Writer/director in theaters with 'Spartan'
By Andy Culpepper
CNN
LOS ANGELES, California (CNN) -- In a Los Angeles hotel room to talk about his new movie "Spartan," David Mamet is reminded of a question posed to him a few days earlier.
He was in San Francisco to put finishing touches on a world premiere staging of "Dr. Faustus," his version of "Faust," and was asked: Have you made your own deal with the devil?
The 56-year-old writer and director laughs.
"If someone wanted to sum up my career, they would put on my tombstone, 'His mind was racing, and he wrote it down,' " he recalled. "Because the deal with the devil is ... I'm trying to play the hand I was dealt."
With "Spartan," Mamet is trying his hand at a political thriller. The film is a dark, sometimes violent drama starring Val Kilmer as a rogue special ops agent who goes in search of the kidnapped daughter of the American president.
Mamet has a different term for the film, though.
"Well, it's a fairy tale," he explains. "As I say, it's a dark, dark, fairy tale, and it's not a political statement, although it's a political thriller."
Distinctive dialogue
Though Mamet's trying a different subject matter with "Spartan," it's typical of other works in his filmography -- a career that includes writing and directing "House of Games" (1987), "The Spanish Prisoner" (1997) and "Heist" (2001). "Spartan" has his signature dialogue cadence, a start-stop repetition that's a hallmark of Mamet's movies and his plays, the latter which include "American Buffalo" and "Glengarry Glen Ross."
"It's hard to put your finger on it, but he's got a great rhythm to it, you know, a very distinct style," says Kilmer. "Like in this story, it's just the main thing isn't so much the verbal rhythm that he's famous for as just the juxtaposition of the scenes and the movement of the characters.
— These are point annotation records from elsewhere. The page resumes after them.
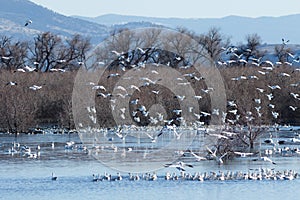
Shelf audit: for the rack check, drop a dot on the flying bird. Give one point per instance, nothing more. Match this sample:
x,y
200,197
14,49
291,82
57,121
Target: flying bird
x,y
28,22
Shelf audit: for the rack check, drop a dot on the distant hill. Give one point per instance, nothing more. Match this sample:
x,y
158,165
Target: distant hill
x,y
271,29
14,13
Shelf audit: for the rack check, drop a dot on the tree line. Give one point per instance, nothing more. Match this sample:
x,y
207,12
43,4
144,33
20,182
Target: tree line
x,y
23,107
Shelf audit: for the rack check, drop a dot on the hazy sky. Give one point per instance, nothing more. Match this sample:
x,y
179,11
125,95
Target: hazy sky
x,y
174,8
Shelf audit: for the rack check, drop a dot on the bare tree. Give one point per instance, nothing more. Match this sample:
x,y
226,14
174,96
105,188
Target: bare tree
x,y
13,54
214,43
45,49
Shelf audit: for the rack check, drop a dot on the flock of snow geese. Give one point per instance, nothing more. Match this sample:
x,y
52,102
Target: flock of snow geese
x,y
257,174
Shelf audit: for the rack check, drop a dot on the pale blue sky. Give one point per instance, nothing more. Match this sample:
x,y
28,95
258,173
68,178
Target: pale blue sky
x,y
174,8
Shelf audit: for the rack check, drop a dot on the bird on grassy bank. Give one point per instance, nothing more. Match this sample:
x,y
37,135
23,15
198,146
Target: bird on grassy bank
x,y
179,165
214,155
243,154
28,22
265,159
198,158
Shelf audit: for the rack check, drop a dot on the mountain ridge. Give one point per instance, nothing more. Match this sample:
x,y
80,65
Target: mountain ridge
x,y
271,29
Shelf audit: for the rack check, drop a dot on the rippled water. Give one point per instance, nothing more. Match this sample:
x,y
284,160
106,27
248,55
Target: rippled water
x,y
27,178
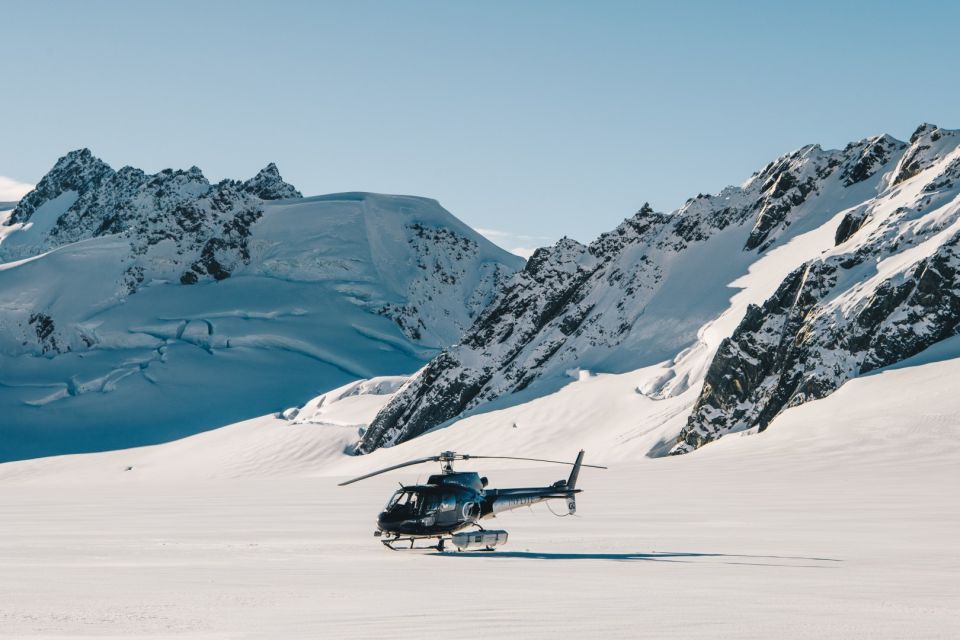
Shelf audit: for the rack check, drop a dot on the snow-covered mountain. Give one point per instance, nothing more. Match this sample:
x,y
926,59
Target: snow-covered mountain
x,y
135,308
823,265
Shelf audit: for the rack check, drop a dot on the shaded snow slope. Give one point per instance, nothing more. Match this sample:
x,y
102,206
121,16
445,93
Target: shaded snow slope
x,y
136,309
678,290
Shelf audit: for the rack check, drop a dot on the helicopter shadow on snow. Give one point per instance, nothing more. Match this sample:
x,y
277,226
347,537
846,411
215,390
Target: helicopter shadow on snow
x,y
656,556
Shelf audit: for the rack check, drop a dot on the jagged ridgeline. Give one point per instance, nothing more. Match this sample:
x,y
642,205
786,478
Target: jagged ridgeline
x,y
85,198
135,308
661,288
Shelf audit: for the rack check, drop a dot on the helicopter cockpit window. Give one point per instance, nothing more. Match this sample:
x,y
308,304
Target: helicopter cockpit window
x,y
431,504
448,502
403,501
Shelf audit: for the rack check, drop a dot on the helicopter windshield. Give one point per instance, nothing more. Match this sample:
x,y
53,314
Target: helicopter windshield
x,y
403,501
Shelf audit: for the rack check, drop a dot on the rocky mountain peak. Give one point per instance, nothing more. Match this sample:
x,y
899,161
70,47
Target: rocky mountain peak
x,y
269,185
79,171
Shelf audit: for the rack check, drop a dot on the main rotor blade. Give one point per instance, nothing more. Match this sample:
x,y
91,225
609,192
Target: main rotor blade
x,y
569,464
396,466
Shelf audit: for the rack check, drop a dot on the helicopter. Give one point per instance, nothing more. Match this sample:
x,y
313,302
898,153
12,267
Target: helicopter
x,y
453,501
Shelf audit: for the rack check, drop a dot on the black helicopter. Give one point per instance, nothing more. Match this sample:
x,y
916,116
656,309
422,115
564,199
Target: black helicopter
x,y
455,500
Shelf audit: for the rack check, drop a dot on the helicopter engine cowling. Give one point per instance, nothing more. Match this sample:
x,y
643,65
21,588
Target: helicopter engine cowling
x,y
486,539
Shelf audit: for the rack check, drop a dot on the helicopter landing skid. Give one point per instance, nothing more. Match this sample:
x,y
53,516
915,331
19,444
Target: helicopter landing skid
x,y
391,543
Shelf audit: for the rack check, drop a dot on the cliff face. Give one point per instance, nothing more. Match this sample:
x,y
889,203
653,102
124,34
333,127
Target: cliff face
x,y
637,295
890,289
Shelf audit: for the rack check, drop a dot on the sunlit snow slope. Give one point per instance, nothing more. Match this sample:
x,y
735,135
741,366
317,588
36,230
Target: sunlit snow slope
x,y
136,309
838,521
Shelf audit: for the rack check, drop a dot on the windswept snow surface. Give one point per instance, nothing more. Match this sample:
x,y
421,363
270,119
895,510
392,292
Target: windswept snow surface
x,y
337,288
841,521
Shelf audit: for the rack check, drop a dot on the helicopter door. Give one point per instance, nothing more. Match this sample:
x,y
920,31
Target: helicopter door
x,y
447,513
It's very fast."
 William H. Macy, who has a small role in "Spartan," is a mainstay of Mamet's films. |  |
Fast -- and packed with action as well as dialogue. As influences for "Spartan," Mamet cites Japanese samurai films and films such as "Three Days of the Condor" and "The Parallax View."
There's also a bit of history thrown in, as the title suggests.
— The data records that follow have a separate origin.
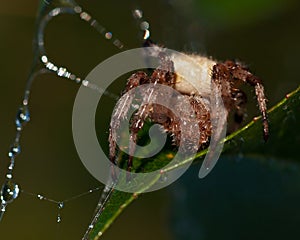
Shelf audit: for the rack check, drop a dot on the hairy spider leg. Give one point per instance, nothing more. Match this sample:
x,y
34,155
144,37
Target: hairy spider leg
x,y
226,74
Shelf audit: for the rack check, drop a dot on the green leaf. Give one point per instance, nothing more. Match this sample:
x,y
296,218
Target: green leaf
x,y
283,136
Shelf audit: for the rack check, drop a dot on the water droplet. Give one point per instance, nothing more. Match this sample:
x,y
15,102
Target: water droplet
x,y
147,34
9,176
85,16
144,25
85,83
91,226
60,205
137,13
2,210
163,177
44,59
23,117
9,192
78,9
40,197
14,150
108,35
61,71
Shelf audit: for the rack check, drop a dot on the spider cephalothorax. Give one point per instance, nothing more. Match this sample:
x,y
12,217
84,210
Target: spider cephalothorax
x,y
183,74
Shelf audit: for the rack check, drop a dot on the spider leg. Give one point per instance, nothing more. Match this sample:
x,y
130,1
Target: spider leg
x,y
120,113
235,72
240,99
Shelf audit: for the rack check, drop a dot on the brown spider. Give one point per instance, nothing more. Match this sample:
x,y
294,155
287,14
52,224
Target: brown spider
x,y
180,75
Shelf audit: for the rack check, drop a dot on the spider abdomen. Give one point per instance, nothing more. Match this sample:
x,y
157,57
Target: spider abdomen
x,y
193,74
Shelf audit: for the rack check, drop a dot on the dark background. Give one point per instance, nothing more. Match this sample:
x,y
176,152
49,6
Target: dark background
x,y
244,197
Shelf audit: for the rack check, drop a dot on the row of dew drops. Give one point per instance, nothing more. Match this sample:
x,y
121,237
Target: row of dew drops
x,y
41,64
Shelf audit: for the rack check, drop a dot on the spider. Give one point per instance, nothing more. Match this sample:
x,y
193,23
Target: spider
x,y
178,74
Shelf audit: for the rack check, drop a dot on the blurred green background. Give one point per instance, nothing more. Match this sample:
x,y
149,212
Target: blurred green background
x,y
241,199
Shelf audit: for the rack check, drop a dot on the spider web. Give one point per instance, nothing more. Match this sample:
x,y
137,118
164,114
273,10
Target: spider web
x,y
41,65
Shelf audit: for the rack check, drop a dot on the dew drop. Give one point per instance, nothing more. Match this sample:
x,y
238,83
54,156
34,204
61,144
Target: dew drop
x,y
61,71
85,83
144,25
23,117
14,150
78,9
9,192
163,177
9,176
137,13
40,197
60,205
108,35
44,59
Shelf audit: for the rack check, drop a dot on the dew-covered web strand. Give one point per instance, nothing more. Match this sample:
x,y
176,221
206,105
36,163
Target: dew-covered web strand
x,y
144,27
47,10
60,203
40,65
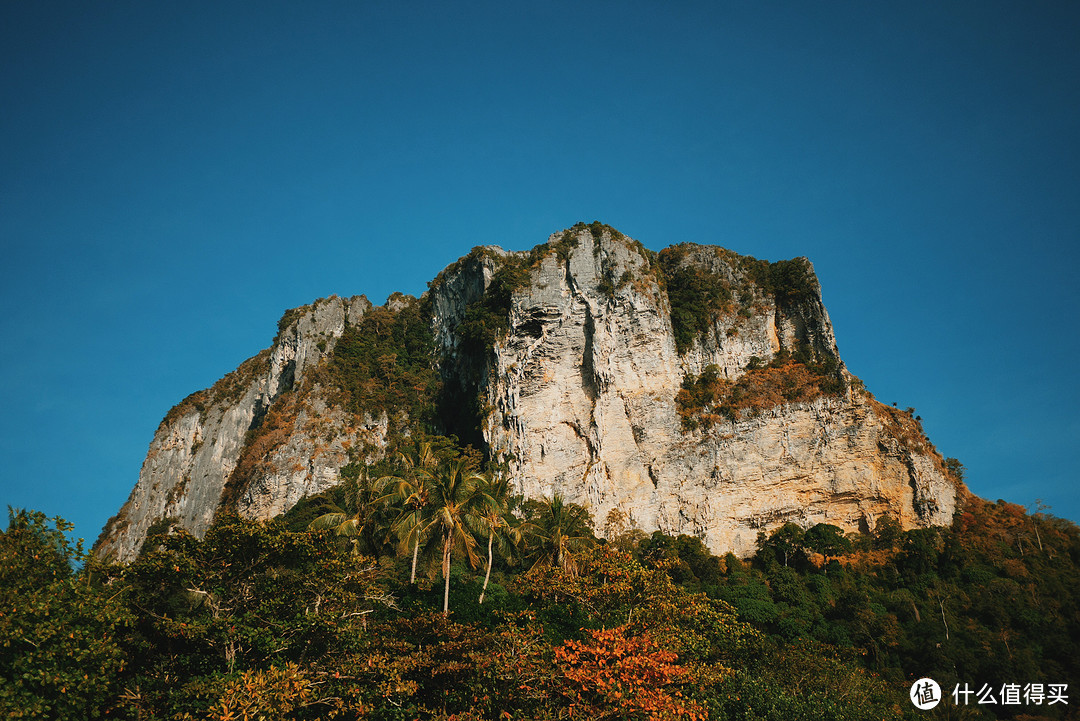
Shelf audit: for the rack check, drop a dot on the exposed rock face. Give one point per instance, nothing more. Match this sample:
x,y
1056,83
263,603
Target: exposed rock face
x,y
579,397
199,445
583,396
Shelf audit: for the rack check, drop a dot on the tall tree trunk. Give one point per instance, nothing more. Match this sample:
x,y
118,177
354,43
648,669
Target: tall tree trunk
x,y
446,575
416,552
487,575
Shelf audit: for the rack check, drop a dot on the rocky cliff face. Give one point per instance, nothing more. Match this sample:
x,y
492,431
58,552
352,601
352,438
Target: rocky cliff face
x,y
203,440
696,391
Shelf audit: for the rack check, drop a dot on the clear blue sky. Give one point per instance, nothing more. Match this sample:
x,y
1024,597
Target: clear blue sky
x,y
175,175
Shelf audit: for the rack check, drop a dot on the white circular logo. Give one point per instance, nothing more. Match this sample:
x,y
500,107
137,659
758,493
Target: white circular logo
x,y
926,694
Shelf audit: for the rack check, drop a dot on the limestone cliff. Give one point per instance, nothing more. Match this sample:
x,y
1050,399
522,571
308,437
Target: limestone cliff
x,y
696,391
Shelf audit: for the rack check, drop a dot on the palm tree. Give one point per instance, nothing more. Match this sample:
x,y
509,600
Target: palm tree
x,y
457,505
410,490
559,530
354,515
496,520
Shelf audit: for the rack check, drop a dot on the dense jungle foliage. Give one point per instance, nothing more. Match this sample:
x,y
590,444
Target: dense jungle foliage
x,y
542,621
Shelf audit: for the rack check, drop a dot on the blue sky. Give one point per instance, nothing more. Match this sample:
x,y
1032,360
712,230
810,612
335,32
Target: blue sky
x,y
173,176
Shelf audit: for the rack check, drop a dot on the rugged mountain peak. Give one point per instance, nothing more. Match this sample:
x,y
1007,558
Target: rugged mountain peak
x,y
693,391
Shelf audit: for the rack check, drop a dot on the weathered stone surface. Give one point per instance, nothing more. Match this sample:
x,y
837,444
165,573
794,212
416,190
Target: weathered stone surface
x,y
580,399
583,405
199,444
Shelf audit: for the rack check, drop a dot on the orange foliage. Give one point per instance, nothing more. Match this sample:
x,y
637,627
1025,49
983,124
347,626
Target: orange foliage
x,y
616,676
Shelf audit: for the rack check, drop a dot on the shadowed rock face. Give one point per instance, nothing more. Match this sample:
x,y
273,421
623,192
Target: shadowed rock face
x,y
578,394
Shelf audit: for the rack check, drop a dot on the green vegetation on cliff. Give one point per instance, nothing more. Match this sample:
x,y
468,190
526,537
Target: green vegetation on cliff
x,y
278,622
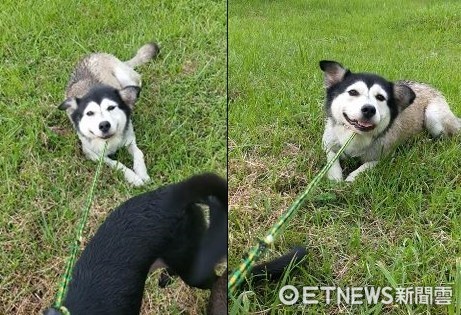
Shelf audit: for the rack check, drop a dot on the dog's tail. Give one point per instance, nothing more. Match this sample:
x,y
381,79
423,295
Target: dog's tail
x,y
212,190
144,54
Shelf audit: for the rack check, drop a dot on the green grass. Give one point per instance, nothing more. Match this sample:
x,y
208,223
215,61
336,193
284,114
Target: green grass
x,y
180,124
398,223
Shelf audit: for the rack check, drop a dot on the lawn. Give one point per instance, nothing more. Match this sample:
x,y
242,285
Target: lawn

"In the old days, when Sparta was the pre-eminent military power in the Mediterranean, if a neighboring state pleaded to Sparta for military aid, the king would send one guy," Mamet observes.
Kilmer's character is that lone wolf. He's brought in by his own government, then left to fend for himself when he discovers a secretive group within the government -- powerful people who would prefer his mission didn't succeed.
"If everything is taken away from you including your sense of camaraderie, including your sense of patriotism, including your sense of unit cohesion -- are you still willing to go through with the mission?" Mamet asks. "That's the question put to him in the second act."
Conspiracy theories
Mamet's dark fairy tale spins off into another, more sinister direction when a cover-up ensues. This is familiar terrain for Mamet fans -- the writer is fond of the con man's milieu, which usually entails double-crosses on top of double-crosses over twists and beneath cover-ups.
In such a place, getting to the truth can be difficult -- or impossible, he says.
"I figure any system which is closed, where there is secrecy and there is the possibility of invidious advance, one person over another -- anybody outside the system is never going to get the truth," he says.
"If there's a cabal that seized power legitimately or illegitimately, one of the ways the cabal is going to keep power for itself ... and extend power, is through secrecy."
He ponders history again, and the ways it can be twisted.
"One of the reasons we have a representative government here," he says, "is that the Founders, in their great wisdom, realized that things were going to go wrong.
"So if you look at the Constitution in depth, and look at the way the electoral system operates, it's not a prescription for good people to be governed by good people, but for a consortium of human beings to try to ensure that someone is watching everybody else," he adds. "Because it's human nature to go bad when given power."